Bir tecrübenin değeri başarı, sayılar, sıralama gibi sabit şeylerle ölçülmez; önemli olan bir eylemin içinde akışkan bir kavrayışa (elbette her şey yolunda giderse) ulaşmaktır.
...
Diyelim ki esasında bu, dibinde küçük bir delik açılmış eski bir tencereye su doldurmaya benzeyen nafile bir uğraştan öteye geçmese bile, en azından geriye çabalamış olma gerçeği kalır.
Bir faydasının olup olmaması, şık bir duruşun ortaya çıkıp çıkmaması önemli değildir.
Nihayetinde
bizim için önemli olan şey, çoğu durumda gözle görülmeyen (fakat yürekle hissedilebilen) şeylerdir.
Dahası, gerçekten değeri olan şeyler her yerdedir.

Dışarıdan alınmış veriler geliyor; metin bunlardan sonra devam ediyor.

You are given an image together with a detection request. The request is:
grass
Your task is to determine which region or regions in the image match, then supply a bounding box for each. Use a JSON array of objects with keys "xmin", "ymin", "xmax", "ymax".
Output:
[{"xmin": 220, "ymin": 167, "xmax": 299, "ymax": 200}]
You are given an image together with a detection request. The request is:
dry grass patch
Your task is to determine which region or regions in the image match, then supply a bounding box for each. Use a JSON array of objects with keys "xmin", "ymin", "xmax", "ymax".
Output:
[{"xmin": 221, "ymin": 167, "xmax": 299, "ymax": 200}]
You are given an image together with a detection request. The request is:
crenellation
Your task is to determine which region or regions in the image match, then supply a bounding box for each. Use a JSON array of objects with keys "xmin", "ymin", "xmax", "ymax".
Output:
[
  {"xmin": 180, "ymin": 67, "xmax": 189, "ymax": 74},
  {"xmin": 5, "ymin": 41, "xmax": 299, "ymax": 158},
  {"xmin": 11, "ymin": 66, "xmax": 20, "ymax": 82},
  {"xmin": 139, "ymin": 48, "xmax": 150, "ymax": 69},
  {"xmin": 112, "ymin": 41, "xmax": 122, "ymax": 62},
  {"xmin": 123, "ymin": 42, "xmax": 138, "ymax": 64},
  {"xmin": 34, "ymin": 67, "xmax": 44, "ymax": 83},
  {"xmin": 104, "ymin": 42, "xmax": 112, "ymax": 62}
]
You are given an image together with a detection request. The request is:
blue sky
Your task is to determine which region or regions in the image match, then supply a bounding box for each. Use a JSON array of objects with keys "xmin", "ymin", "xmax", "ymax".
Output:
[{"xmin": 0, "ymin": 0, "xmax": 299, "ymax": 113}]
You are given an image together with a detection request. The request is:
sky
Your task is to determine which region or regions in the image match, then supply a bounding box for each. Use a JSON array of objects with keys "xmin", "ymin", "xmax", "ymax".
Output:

Bunların etkin kılınması çileli eylemler aracılığıyla mümkün olur. Diyelim ki boşuna bir eylem olsun, ama kesinlikle aptalca bir eylem olmasa gerek.
Ben böyle düşünüyorum.
Gerçek hislerim ve deneyimlerimden yola çıkarak.
...
Eğer bir mezar taşım olacaksa, oraya yazılacak ifadeyi kendim seçebileceksem, şöyle yazılmasını istiyorum:
Haruki Murakami.
1949-20**
Yazar (ve Koşucu)
En azından sonuna kadar yürümedi.Şu an için beklentim bundan ibaret.
Yazarın, maraton koşusunda istisnalar dışında yürümeme ilkesi var. En çok zorlandığı anlarda, koşu temposunu en aza indiriyor, yürüyerek dinlenmeyi tercih etmiyor.
Dinlenmek için koşmak, sağlıklı olmak için koşmak, farklı uğraşlarda daha verimli olabilmek için koşmak vs.
Koşmak için bir çok sebep var. Bu sebepler bile beni bilgisayarımın başından kaldırıp koşturamaz.